Watch the full report by Richard Morgan
Despite his health problems, Kirk Ellis manages to be an active dad, finding plenty of time to play with his 4 year-old son Haydn.
But when he was a teenager, he was told he might only have a year to live.
A haemophiliac, as a baby he'd been treated with a product meant to improve his blood's clotting ability. Although years later, doctors told him the product had been infected with Hepatitis C, a potentially lethal disease.
He said: "Being told at 15 that you've got this virus that's inside you and that you could only be alive for a year, you feel 'well what have I got to live for?' So I didn't look after my physical health or my mental health. I self-destructed"
Against the odds, Kirk survived and went on to start his own family with partner Elizabeth.
But the Hepatitis left him with cirrhosis of the liver.
The haemophilia - which he'd neglected during his younger years - means he needs operations on his joints, including a double hip replacement.
He is now unable to work, and can't get life insurance, despite being just 39.
Despite the obstacles, he's determined to get a better deal for himself and his family, and for other victims of the infected blood scandal.
He recently helped secure a change to the law which means infected blood survivors and their families can access legal aid.

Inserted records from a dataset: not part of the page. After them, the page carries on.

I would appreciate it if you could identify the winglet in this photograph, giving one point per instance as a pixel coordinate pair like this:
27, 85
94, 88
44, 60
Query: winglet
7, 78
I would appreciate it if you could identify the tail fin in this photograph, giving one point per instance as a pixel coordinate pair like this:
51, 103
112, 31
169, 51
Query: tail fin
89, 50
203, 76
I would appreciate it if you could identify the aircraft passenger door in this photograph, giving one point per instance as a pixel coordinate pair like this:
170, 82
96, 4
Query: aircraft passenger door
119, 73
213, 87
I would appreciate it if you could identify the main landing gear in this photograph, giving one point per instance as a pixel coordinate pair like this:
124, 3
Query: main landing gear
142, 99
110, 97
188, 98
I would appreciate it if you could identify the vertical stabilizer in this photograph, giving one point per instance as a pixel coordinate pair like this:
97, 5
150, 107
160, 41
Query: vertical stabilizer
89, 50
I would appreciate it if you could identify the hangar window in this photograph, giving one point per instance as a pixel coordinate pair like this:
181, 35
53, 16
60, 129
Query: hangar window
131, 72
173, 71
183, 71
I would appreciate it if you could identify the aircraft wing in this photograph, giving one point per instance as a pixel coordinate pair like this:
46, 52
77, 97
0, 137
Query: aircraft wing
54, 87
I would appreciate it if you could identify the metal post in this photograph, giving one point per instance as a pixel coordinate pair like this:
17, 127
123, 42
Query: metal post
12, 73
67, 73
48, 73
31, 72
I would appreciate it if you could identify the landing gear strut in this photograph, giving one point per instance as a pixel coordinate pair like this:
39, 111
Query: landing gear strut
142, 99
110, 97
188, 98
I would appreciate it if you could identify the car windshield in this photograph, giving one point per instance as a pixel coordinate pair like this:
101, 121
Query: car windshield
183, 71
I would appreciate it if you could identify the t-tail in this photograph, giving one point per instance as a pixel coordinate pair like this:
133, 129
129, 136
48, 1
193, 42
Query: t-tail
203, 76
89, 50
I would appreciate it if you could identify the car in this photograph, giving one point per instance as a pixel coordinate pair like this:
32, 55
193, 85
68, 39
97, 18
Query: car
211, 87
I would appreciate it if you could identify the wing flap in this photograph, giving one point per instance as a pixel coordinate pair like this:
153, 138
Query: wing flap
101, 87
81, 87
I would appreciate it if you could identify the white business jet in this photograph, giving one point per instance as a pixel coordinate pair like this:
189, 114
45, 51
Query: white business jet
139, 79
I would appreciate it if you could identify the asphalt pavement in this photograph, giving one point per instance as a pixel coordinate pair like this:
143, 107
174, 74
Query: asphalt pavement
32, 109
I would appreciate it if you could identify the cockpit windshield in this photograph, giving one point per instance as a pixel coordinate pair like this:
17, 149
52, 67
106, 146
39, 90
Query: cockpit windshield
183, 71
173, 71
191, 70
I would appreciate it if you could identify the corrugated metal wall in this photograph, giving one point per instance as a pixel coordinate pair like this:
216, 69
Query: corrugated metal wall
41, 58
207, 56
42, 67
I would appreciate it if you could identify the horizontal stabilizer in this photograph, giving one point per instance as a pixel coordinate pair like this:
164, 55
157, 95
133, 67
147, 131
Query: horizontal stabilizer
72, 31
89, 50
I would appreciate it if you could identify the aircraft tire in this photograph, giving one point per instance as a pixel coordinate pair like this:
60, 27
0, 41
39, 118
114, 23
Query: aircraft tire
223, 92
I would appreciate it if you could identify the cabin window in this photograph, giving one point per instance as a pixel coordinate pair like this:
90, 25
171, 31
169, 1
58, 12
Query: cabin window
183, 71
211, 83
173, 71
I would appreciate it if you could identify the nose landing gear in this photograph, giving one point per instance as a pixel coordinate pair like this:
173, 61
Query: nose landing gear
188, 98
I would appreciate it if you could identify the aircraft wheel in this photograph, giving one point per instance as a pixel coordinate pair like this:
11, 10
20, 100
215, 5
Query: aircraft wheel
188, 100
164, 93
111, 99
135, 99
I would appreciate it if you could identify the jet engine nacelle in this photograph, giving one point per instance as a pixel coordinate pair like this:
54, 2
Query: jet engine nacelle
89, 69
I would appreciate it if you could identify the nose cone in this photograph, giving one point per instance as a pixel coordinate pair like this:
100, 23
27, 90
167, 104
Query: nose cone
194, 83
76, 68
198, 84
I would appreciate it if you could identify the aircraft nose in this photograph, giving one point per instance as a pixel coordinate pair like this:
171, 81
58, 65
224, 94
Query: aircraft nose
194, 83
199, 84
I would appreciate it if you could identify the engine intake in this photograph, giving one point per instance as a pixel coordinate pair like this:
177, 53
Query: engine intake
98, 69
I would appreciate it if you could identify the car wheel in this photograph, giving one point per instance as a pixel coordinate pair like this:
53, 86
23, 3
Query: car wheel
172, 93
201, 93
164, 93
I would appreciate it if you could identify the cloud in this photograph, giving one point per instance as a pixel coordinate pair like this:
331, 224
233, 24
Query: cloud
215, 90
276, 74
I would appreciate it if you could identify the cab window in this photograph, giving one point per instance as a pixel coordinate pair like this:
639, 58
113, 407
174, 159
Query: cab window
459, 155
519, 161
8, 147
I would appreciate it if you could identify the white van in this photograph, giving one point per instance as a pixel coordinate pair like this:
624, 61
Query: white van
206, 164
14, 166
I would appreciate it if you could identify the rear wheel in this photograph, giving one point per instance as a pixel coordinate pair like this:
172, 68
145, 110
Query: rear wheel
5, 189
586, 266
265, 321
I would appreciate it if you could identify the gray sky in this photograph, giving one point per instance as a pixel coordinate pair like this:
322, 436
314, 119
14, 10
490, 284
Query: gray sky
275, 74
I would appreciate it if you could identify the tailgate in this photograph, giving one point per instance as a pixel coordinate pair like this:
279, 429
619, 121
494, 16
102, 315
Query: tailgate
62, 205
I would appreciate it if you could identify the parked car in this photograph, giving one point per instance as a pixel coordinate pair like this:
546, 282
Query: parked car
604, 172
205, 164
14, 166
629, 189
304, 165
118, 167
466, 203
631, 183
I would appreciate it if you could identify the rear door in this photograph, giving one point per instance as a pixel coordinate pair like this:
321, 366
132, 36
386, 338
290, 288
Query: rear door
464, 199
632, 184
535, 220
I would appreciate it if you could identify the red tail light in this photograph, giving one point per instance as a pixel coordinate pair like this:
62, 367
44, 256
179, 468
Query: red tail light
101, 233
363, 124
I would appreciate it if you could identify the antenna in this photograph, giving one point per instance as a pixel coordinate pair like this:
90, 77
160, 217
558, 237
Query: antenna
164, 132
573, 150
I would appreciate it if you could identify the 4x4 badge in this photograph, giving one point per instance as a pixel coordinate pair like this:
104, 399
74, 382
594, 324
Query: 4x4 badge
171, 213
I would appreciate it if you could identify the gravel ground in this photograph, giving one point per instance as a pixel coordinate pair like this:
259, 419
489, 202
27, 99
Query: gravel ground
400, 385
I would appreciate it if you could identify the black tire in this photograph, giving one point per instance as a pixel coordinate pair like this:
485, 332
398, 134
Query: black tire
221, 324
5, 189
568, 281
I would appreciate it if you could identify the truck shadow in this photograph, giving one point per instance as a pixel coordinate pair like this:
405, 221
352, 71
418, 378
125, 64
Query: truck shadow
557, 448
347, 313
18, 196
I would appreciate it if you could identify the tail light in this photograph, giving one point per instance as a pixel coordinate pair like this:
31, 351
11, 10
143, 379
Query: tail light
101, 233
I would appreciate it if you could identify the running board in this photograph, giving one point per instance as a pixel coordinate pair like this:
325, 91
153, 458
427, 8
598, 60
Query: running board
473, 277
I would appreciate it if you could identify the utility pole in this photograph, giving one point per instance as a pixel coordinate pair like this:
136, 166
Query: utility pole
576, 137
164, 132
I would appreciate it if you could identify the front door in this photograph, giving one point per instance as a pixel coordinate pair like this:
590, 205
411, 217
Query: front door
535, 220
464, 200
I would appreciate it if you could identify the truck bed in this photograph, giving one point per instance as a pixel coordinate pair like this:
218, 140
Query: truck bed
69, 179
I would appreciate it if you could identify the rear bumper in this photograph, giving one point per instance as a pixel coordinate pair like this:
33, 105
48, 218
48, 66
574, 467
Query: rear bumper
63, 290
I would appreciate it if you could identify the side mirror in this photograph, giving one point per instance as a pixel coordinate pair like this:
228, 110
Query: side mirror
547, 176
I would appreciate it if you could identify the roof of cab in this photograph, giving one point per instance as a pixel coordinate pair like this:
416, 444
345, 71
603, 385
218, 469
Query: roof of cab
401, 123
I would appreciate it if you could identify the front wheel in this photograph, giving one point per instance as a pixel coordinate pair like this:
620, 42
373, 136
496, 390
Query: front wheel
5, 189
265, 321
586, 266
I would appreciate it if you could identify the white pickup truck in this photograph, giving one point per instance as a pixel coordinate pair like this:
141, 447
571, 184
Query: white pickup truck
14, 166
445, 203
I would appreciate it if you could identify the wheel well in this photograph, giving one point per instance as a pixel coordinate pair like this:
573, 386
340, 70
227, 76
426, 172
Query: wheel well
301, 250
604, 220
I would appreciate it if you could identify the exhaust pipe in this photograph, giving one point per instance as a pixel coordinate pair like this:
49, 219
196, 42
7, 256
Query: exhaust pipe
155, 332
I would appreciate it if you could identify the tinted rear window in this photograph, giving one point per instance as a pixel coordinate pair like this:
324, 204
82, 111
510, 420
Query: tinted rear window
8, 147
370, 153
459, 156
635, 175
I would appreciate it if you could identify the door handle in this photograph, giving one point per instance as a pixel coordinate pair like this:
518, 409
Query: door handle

Now, he wants the financial support packages across the four UK Nations to be "levelled up."
At present, payouts vary from nation to nation.
"We've all got the same infections, we've all had the same mental and physical damage done to us. But we're all being treated unfairly" Kirk said.
"We'd just like the government to do what everyone has called for and level everyone up and give us a bit of peace of mind."
During the 1970s and 80s, 4,689 NHS patients were given Hepatitis C from infected blood products.
The blood had been imported from the USA, where donors had included prisoners and drug addicts.
Over 1,000 patients developed HIV, then an untreatable disease. Thousands more were infected with Hepatitis from blood transfusions. Since then, 3,000 people who were given infected products have died.
Sue Sparkes' husband Les, also a haemophiliac, was infected with HIV and died in 1990.
Because she lives in Wales, she's not entitled to any money from the support scheme - a contrast with Scotland, where widows and widowers receive a proportion of the payments made to their deceased partner.
Sue said: "We really want the Welsh to support everyone like all the other nations, especially Scotland. Scotland has got a brilliant scheme and we would love to see that in Wales, because at the moment it's so hard to live."
"Our husbands couldn't get insurance or earn anything. We've been hung out to dry in Wales."
It's a view echoed by Lynne Kelly, Chair of Haemophilia Wales.
"Basically we're asking for a very straightforward approach. That the payments are levelled up as Sir Brian asked for in 2018.
"And those payments must include payments to widows and widowers because there's existing support for widows and widowers under the Scottish scheme."
A Welsh Government spokesperson said: "We continue to work with the other UK nations to achieve parity of support. We are waiting for a date for a meeting with the other Health Ministers in the UK to discuss these schemes.
“Our Wales Infected Blood Support Scheme (WIBSS) includes support for the bereaved. We are committed to ensuring all those affected by this terrible scandal have their voice heard at the Infected Blood Inquiry.”
A public inquiry - chaired by Sir Brian Langstaff - into how people came to receive infected blood donations, is due to make its recommendations next summer.
It's thought compensation for victims could be one of the outcomes.
But the victims of the scandal say they shouldn't have to wait that long to receive proper parity of support across the UK.
Kirk, Sue, and many others like them still face challenges every day because of what happened.
They say the least they deserve is the same help as that enjoyed by counterparts elsewhere in the UK.